The proposal mentions:

We can even make a driver flag for letting the users directly pass these options to the analyzer engine.

But I’d like this part to be expanded.

I don’t mind TableGen in general. It is a more flexible format.

I think the discussion about alpha options and driver flags is mostly orthogonal to this. Do you intend to decide this right here right now? In any case I’d like to go over the list of flags which are intended to be made user-facing.

And as usual, I’d like to advocate for maximizing backwards compatibility, so that IDEs didn’t suddenly start passing non-existent flags to the updated compiler.

Do you plan to surface user-facing/released configs in the driver? How should this interact with the other driver flags and its tablegen files?

IMO we should have a supported way of setting released configs, thus we need a driver flag for that.
If we go there, we should make no difference between released, alpha, or developer config options.
We should treat them differently only in the corresponding help flags, to list only the interesting set of configs.
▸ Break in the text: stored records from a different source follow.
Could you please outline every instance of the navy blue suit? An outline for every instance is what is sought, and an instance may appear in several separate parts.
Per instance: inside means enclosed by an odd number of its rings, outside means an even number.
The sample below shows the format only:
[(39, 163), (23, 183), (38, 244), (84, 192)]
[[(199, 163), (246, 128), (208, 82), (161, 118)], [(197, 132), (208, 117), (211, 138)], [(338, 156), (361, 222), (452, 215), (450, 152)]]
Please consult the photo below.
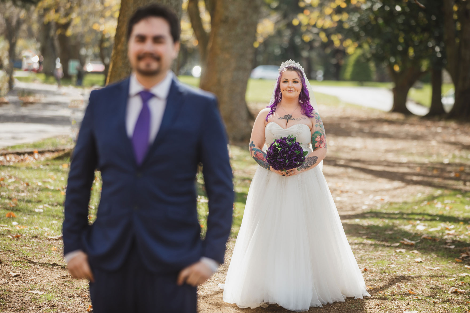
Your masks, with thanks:
[[(173, 78), (157, 137), (138, 165), (125, 130), (129, 81), (128, 78), (90, 95), (67, 188), (64, 253), (84, 251), (94, 272), (99, 272), (94, 275), (115, 275), (102, 280), (107, 280), (108, 285), (126, 283), (119, 280), (127, 279), (129, 271), (138, 266), (148, 274), (133, 273), (132, 277), (140, 275), (143, 280), (135, 283), (157, 283), (158, 290), (168, 290), (174, 286), (166, 288), (167, 281), (175, 280), (182, 268), (202, 256), (223, 263), (234, 201), (226, 134), (215, 97)], [(199, 163), (209, 198), (204, 240), (196, 209), (195, 180)], [(95, 169), (101, 172), (103, 185), (96, 219), (89, 226), (88, 203)], [(145, 282), (149, 275), (155, 279)], [(183, 287), (194, 293), (195, 299), (196, 289)], [(107, 296), (93, 289), (91, 285), (96, 310), (95, 302), (103, 307), (102, 299)], [(152, 292), (149, 291), (150, 296)], [(170, 293), (163, 297), (166, 301), (172, 301), (170, 297), (180, 302), (189, 296)], [(149, 305), (159, 307), (158, 301), (152, 301)], [(192, 312), (189, 306), (135, 312)]]

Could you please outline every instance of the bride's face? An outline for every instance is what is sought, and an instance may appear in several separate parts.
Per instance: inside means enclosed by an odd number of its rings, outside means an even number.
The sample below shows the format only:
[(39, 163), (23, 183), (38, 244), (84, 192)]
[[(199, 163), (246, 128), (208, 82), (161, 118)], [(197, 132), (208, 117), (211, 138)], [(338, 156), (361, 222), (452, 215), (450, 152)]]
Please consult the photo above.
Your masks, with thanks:
[(281, 94), (284, 99), (298, 98), (302, 90), (302, 81), (297, 72), (294, 70), (286, 70), (281, 76)]

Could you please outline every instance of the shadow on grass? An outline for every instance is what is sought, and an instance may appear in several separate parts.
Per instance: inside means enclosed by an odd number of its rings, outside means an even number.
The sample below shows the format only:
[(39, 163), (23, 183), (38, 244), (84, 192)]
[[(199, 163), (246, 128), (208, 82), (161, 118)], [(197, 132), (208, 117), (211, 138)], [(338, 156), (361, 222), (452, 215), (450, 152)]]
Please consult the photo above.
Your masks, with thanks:
[[(392, 162), (387, 161), (366, 161), (356, 159), (345, 159), (329, 156), (324, 160), (326, 165), (352, 168), (379, 178), (398, 180), (409, 185), (425, 186), (433, 188), (462, 190), (470, 189), (465, 185), (465, 176), (461, 178), (451, 177), (453, 168), (466, 167), (464, 163), (453, 163), (446, 164), (440, 163), (418, 163), (415, 162)], [(382, 169), (376, 169), (377, 168)], [(397, 172), (397, 167), (406, 167), (404, 172)], [(419, 172), (416, 168), (419, 167)], [(387, 169), (390, 169), (388, 170)], [(432, 169), (432, 170), (426, 170)], [(437, 170), (437, 173), (434, 170)], [(458, 170), (454, 170), (458, 171)], [(466, 173), (464, 173), (466, 175)]]

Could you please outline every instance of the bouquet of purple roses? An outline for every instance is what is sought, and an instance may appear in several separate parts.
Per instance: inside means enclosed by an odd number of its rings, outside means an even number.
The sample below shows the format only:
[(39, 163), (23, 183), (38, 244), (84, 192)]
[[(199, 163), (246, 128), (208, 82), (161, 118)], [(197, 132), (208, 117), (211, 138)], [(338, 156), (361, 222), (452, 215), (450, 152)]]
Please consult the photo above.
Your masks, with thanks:
[(288, 171), (298, 167), (305, 161), (308, 151), (304, 151), (292, 135), (275, 139), (266, 151), (266, 160), (276, 171)]

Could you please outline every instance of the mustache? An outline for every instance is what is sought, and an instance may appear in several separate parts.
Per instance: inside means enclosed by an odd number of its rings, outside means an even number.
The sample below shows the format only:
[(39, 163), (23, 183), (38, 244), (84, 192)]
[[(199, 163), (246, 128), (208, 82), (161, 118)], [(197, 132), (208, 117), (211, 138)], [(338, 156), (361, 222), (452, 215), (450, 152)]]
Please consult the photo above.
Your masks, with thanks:
[(142, 53), (141, 55), (139, 55), (137, 56), (137, 60), (141, 61), (144, 58), (149, 56), (156, 61), (159, 61), (161, 58), (157, 55), (154, 55), (153, 53)]

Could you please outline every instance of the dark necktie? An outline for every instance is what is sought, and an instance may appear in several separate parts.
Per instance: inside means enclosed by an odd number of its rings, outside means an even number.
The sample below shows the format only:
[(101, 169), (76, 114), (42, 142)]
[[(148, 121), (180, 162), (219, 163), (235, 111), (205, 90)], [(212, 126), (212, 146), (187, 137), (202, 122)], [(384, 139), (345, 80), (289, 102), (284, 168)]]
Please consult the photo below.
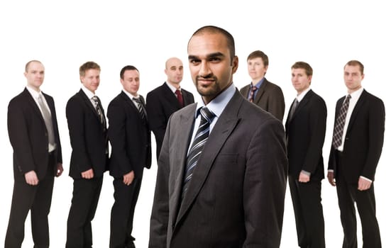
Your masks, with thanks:
[(141, 100), (140, 100), (140, 98), (133, 98), (133, 101), (137, 103), (137, 109), (138, 109), (138, 112), (140, 113), (140, 115), (141, 115), (141, 118), (144, 120), (146, 120), (146, 112), (144, 108), (144, 106), (143, 105), (143, 103), (141, 102)]
[(46, 107), (46, 105), (43, 103), (43, 96), (41, 94), (38, 96), (38, 104), (42, 111), (42, 115), (43, 117), (43, 120), (45, 121), (45, 125), (46, 126), (46, 130), (48, 130), (48, 137), (49, 144), (54, 145), (55, 143), (55, 135), (53, 132), (53, 123), (52, 121), (52, 115), (49, 110)]
[(206, 107), (201, 108), (199, 112), (201, 114), (201, 121), (199, 122), (199, 126), (197, 130), (193, 142), (189, 150), (189, 154), (187, 154), (187, 159), (186, 162), (186, 168), (185, 171), (185, 177), (183, 179), (182, 193), (182, 199), (184, 198), (185, 194), (187, 191), (187, 187), (190, 180), (192, 179), (193, 171), (197, 166), (199, 156), (201, 156), (204, 145), (206, 142), (208, 137), (209, 136), (210, 124), (214, 118), (214, 114), (209, 111)]
[(292, 117), (293, 116), (293, 114), (294, 113), (294, 111), (296, 111), (296, 108), (297, 108), (297, 105), (299, 105), (299, 101), (297, 101), (297, 98), (294, 99), (294, 101), (293, 102), (293, 104), (292, 104), (292, 108), (290, 108), (290, 112), (288, 117), (288, 121), (290, 121), (292, 119)]
[(346, 120), (346, 113), (348, 113), (348, 108), (349, 108), (351, 98), (351, 95), (346, 96), (343, 103), (342, 103), (342, 107), (339, 110), (339, 114), (336, 121), (333, 134), (333, 146), (335, 149), (337, 149), (342, 144), (343, 127), (345, 126), (345, 120)]
[(98, 113), (99, 120), (101, 122), (104, 131), (105, 131), (106, 130), (106, 118), (104, 118), (104, 115), (103, 114), (103, 111), (101, 108), (101, 101), (97, 96), (92, 96), (92, 100), (95, 103), (95, 110), (97, 110), (97, 113)]
[(254, 101), (254, 97), (255, 97), (255, 93), (256, 90), (258, 89), (257, 86), (252, 86), (250, 91), (250, 96), (248, 96), (248, 101), (250, 102)]
[(183, 107), (183, 97), (182, 96), (182, 92), (180, 92), (180, 90), (177, 89), (175, 91), (175, 95), (177, 95), (177, 98), (178, 99), (178, 102), (180, 103), (180, 106), (181, 108)]

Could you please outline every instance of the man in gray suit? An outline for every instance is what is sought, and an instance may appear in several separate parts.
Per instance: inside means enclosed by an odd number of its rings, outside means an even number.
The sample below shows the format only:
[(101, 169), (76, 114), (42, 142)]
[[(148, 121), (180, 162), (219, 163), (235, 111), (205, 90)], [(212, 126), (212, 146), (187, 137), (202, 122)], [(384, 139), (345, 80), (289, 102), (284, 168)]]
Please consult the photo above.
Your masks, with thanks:
[(149, 247), (279, 247), (287, 174), (282, 124), (233, 85), (238, 60), (229, 33), (202, 27), (187, 52), (202, 100), (167, 125)]

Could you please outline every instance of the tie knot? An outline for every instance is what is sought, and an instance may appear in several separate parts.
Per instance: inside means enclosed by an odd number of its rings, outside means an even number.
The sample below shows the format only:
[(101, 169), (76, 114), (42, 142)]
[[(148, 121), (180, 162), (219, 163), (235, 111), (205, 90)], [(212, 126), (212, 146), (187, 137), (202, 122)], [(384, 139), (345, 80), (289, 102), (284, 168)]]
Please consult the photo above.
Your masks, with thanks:
[(214, 118), (214, 113), (211, 113), (208, 108), (204, 107), (199, 110), (201, 113), (201, 118), (211, 123), (213, 118)]

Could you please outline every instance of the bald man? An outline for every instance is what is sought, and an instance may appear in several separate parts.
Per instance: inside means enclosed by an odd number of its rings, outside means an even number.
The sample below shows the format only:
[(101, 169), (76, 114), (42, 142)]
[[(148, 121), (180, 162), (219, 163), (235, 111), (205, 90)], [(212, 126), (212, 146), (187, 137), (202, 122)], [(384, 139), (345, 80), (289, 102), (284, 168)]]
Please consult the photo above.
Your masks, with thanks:
[(171, 114), (194, 102), (193, 94), (180, 87), (183, 78), (183, 63), (177, 57), (171, 57), (165, 62), (167, 80), (147, 94), (147, 114), (150, 128), (156, 140), (156, 159), (165, 133), (167, 123)]

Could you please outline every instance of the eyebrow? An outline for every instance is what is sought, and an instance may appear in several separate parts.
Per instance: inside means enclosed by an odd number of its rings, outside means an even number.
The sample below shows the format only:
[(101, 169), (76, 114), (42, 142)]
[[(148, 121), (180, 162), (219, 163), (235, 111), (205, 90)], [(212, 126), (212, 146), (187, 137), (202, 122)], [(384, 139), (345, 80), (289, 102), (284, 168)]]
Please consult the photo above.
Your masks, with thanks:
[[(213, 52), (206, 55), (207, 58), (214, 57), (225, 57), (224, 54), (220, 52)], [(189, 60), (199, 59), (198, 56), (196, 55), (189, 55)]]

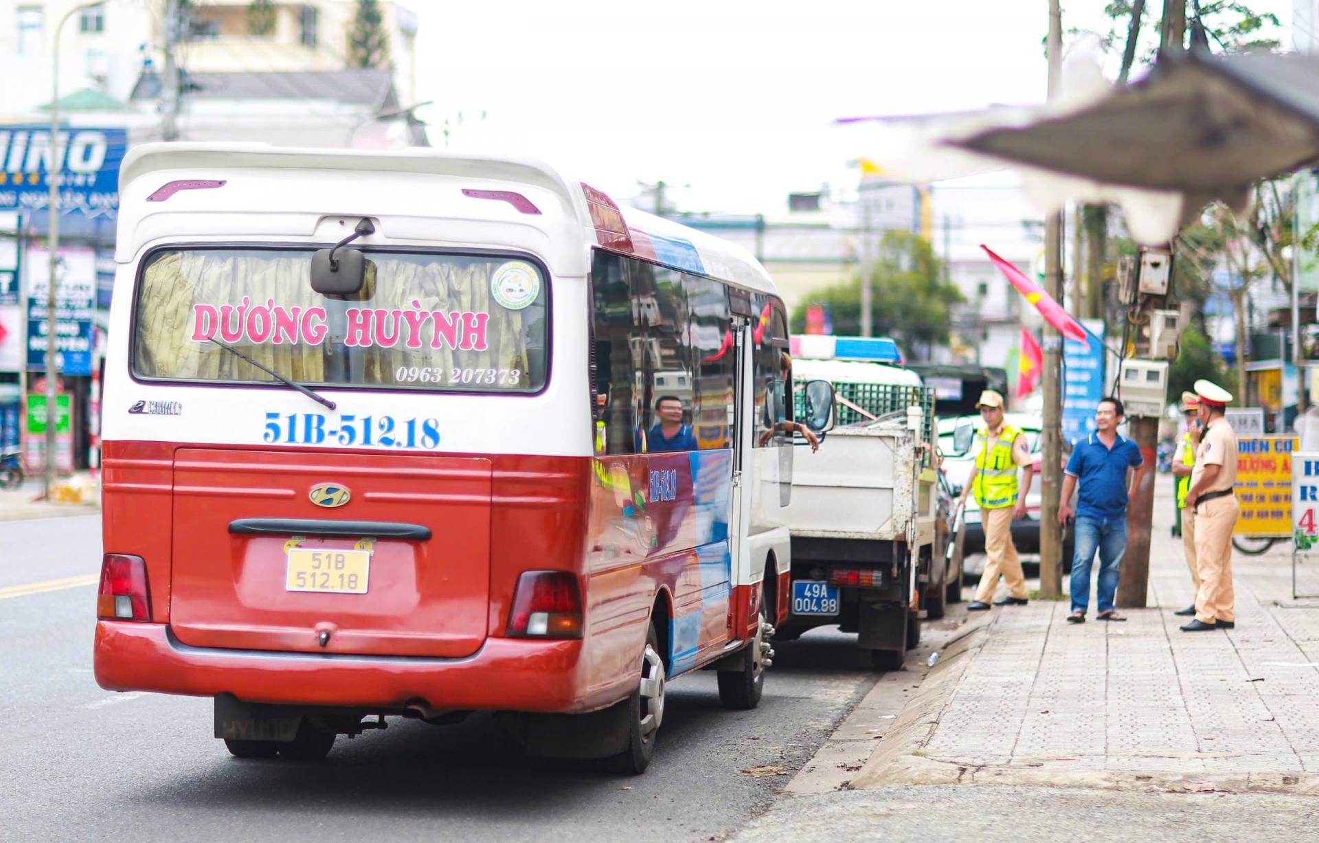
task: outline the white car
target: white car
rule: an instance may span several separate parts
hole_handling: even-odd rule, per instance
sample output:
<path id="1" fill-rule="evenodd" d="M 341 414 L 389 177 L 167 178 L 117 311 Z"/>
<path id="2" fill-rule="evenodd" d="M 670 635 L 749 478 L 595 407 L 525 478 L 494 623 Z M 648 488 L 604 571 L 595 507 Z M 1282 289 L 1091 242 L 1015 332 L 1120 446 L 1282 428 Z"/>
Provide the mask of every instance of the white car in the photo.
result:
<path id="1" fill-rule="evenodd" d="M 1034 478 L 1030 482 L 1030 491 L 1026 493 L 1026 517 L 1017 518 L 1012 522 L 1012 541 L 1017 546 L 1018 553 L 1039 553 L 1039 503 L 1041 503 L 1041 487 L 1043 482 L 1039 478 L 1041 464 L 1043 463 L 1043 437 L 1041 435 L 1045 429 L 1043 420 L 1038 416 L 1030 416 L 1028 413 L 1005 413 L 1004 421 L 1013 427 L 1021 430 L 1030 443 L 1030 456 Z M 956 418 L 940 418 L 938 425 L 939 431 L 939 451 L 943 454 L 943 472 L 948 478 L 948 484 L 952 487 L 955 493 L 960 493 L 963 487 L 967 484 L 967 479 L 971 476 L 971 470 L 976 464 L 975 446 L 967 453 L 958 453 L 954 447 L 954 431 L 959 426 L 971 425 L 972 427 L 980 427 L 984 422 L 980 421 L 979 416 L 959 416 Z M 980 505 L 976 503 L 973 495 L 967 496 L 967 509 L 964 518 L 964 526 L 958 541 L 962 546 L 963 559 L 972 553 L 984 553 L 985 547 L 985 534 L 984 528 L 980 526 Z M 1071 570 L 1072 558 L 1072 532 L 1071 528 L 1067 529 L 1067 534 L 1063 538 L 1063 570 Z"/>

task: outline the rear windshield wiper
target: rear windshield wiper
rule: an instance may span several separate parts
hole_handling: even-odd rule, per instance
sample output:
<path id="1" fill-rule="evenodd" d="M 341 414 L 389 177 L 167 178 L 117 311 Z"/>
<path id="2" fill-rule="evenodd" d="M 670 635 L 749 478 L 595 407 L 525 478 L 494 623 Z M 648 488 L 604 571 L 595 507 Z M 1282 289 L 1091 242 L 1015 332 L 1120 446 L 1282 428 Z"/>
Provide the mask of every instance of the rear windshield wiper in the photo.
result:
<path id="1" fill-rule="evenodd" d="M 224 342 L 224 340 L 222 340 L 222 339 L 215 339 L 214 336 L 211 338 L 211 342 L 212 342 L 212 343 L 215 343 L 216 346 L 219 346 L 220 348 L 224 348 L 224 350 L 226 350 L 226 351 L 228 351 L 230 354 L 233 354 L 233 355 L 236 355 L 236 356 L 239 356 L 239 358 L 241 358 L 241 359 L 247 360 L 248 363 L 251 363 L 251 364 L 252 364 L 252 365 L 255 365 L 256 368 L 261 369 L 262 372 L 265 372 L 266 375 L 269 375 L 269 376 L 270 376 L 270 377 L 273 377 L 274 380 L 280 381 L 280 383 L 281 383 L 281 384 L 284 384 L 285 387 L 290 387 L 290 388 L 293 388 L 293 389 L 297 389 L 298 392 L 301 392 L 302 394 L 307 396 L 307 397 L 309 397 L 309 398 L 311 398 L 313 401 L 317 401 L 317 402 L 319 402 L 319 404 L 323 404 L 323 405 L 326 405 L 327 408 L 330 408 L 331 410 L 332 410 L 332 409 L 335 409 L 336 406 L 339 406 L 338 404 L 335 404 L 335 402 L 334 402 L 334 401 L 331 401 L 330 398 L 327 398 L 327 397 L 324 397 L 324 396 L 322 396 L 322 394 L 318 394 L 318 393 L 313 392 L 311 389 L 307 389 L 307 388 L 306 388 L 306 387 L 303 387 L 302 384 L 297 384 L 297 383 L 293 383 L 291 380 L 289 380 L 289 379 L 288 379 L 288 377 L 285 377 L 284 375 L 280 375 L 280 373 L 278 373 L 278 372 L 276 372 L 274 369 L 268 369 L 268 368 L 265 368 L 264 365 L 261 365 L 260 363 L 257 363 L 257 361 L 256 361 L 256 360 L 253 360 L 252 358 L 247 356 L 245 354 L 243 354 L 241 351 L 239 351 L 239 350 L 237 350 L 237 348 L 235 348 L 233 346 L 228 344 L 227 342 Z"/>

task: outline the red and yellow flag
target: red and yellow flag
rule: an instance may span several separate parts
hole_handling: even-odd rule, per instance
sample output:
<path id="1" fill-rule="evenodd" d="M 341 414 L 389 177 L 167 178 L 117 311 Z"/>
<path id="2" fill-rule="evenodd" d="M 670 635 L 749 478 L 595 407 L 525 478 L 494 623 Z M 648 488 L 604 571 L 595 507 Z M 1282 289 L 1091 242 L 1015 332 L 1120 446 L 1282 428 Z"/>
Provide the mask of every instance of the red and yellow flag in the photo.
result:
<path id="1" fill-rule="evenodd" d="M 1017 288 L 1017 292 L 1025 296 L 1028 302 L 1034 305 L 1035 310 L 1039 311 L 1039 315 L 1045 318 L 1045 322 L 1051 325 L 1067 339 L 1076 340 L 1084 346 L 1087 351 L 1089 351 L 1089 336 L 1086 332 L 1086 328 L 1082 327 L 1080 322 L 1063 310 L 1062 305 L 1055 302 L 1049 293 L 1045 293 L 1045 290 L 1038 284 L 1028 278 L 1025 273 L 995 255 L 988 245 L 981 243 L 980 248 L 989 255 L 989 260 L 992 260 L 993 265 L 1008 277 L 1008 281 Z"/>
<path id="2" fill-rule="evenodd" d="M 1021 328 L 1021 358 L 1017 361 L 1017 400 L 1035 390 L 1039 376 L 1045 371 L 1045 350 L 1035 342 L 1035 335 Z"/>

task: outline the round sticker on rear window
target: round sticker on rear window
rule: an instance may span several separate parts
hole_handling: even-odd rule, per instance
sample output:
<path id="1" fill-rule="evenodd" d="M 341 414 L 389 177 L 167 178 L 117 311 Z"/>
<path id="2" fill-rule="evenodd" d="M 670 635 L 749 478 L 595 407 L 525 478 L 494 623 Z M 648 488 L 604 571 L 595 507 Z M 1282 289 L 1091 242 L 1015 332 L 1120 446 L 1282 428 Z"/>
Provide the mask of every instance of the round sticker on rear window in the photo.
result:
<path id="1" fill-rule="evenodd" d="M 508 310 L 522 310 L 539 294 L 541 273 L 526 261 L 509 261 L 491 278 L 491 296 Z"/>

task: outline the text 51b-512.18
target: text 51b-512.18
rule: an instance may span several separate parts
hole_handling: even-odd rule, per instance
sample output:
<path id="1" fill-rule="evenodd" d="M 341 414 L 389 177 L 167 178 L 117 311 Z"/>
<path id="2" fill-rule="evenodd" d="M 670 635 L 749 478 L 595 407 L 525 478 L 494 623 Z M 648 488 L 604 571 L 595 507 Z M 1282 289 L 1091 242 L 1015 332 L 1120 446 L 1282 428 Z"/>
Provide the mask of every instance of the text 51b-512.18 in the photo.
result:
<path id="1" fill-rule="evenodd" d="M 336 425 L 336 426 L 335 426 Z M 342 445 L 344 447 L 439 447 L 434 418 L 400 418 L 343 413 L 338 421 L 321 413 L 266 413 L 264 442 L 270 445 Z"/>

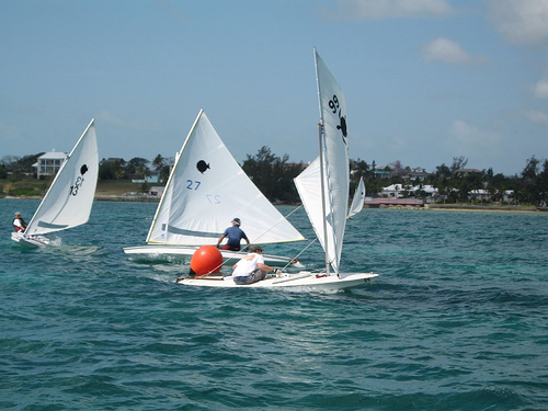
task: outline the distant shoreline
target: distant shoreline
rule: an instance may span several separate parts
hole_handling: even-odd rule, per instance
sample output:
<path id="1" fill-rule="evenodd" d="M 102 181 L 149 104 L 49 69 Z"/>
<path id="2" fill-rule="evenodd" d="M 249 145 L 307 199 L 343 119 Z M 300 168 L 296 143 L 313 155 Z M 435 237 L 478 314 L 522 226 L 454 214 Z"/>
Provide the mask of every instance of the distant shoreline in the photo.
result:
<path id="1" fill-rule="evenodd" d="M 10 196 L 3 198 L 32 198 L 42 199 L 41 196 Z M 160 197 L 152 195 L 118 195 L 118 194 L 98 194 L 94 197 L 96 202 L 134 202 L 134 203 L 158 203 Z M 281 205 L 299 205 L 299 204 L 281 204 Z M 367 208 L 367 207 L 366 207 Z M 465 204 L 426 204 L 424 207 L 411 206 L 391 206 L 386 207 L 390 209 L 423 209 L 423 210 L 446 210 L 446 212 L 509 212 L 509 213 L 543 213 L 546 209 L 538 207 L 524 207 L 524 206 L 478 206 Z M 547 213 L 548 214 L 548 213 Z"/>

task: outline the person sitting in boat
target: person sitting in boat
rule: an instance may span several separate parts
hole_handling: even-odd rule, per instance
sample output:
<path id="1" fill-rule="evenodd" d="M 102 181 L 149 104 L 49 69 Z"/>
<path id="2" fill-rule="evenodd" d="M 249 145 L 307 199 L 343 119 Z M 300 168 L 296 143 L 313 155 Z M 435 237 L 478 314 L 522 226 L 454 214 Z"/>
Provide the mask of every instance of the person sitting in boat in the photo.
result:
<path id="1" fill-rule="evenodd" d="M 246 236 L 246 232 L 240 228 L 241 221 L 239 218 L 235 218 L 232 220 L 232 226 L 228 227 L 222 236 L 219 237 L 219 240 L 217 241 L 217 248 L 220 247 L 220 243 L 225 238 L 228 238 L 227 243 L 222 246 L 222 250 L 232 250 L 232 251 L 240 251 L 241 249 L 241 240 L 246 240 L 248 243 L 249 248 L 249 240 L 248 236 Z"/>
<path id="2" fill-rule="evenodd" d="M 238 285 L 260 282 L 264 279 L 269 271 L 274 271 L 273 267 L 264 264 L 261 246 L 251 246 L 250 249 L 251 252 L 232 266 L 232 279 Z"/>
<path id="3" fill-rule="evenodd" d="M 15 229 L 15 232 L 21 232 L 21 233 L 25 232 L 26 222 L 23 219 L 23 217 L 21 217 L 20 212 L 15 213 L 15 218 L 13 219 L 13 228 Z"/>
However, in this proposal, I’m intended to fix a subset of these while making sure the directions match with some longer-term objectives, such as doing this with the driver flags.

I don’t mind TableGen in general. It is a more flexible format.

Awesome!

I think the discussion about alpha options and driver flags is mostly orthogonal to this. Do you intend to decide this right here right now?

I agree. I just want to make sure everything will fit nicely.

In any case I’d like to go over the list of flags which are intended to be made user-facing.

That’s a tough nut. I already categorized all of these, and I can tell you only a handful of them are user-facing. Some of them are experimental, and the wast majority is developer. I plan this in a separate patch though.

And as usual, I’d like to advocate for maximizing backwards compatibility, so that IDEs didn’t suddenly start passing non-existent flags to the updated compiler.

I’m on board with that. We could still preserve the raw way of defining these.
However, we will likely change the description of the flags, to make released configs actually understandable.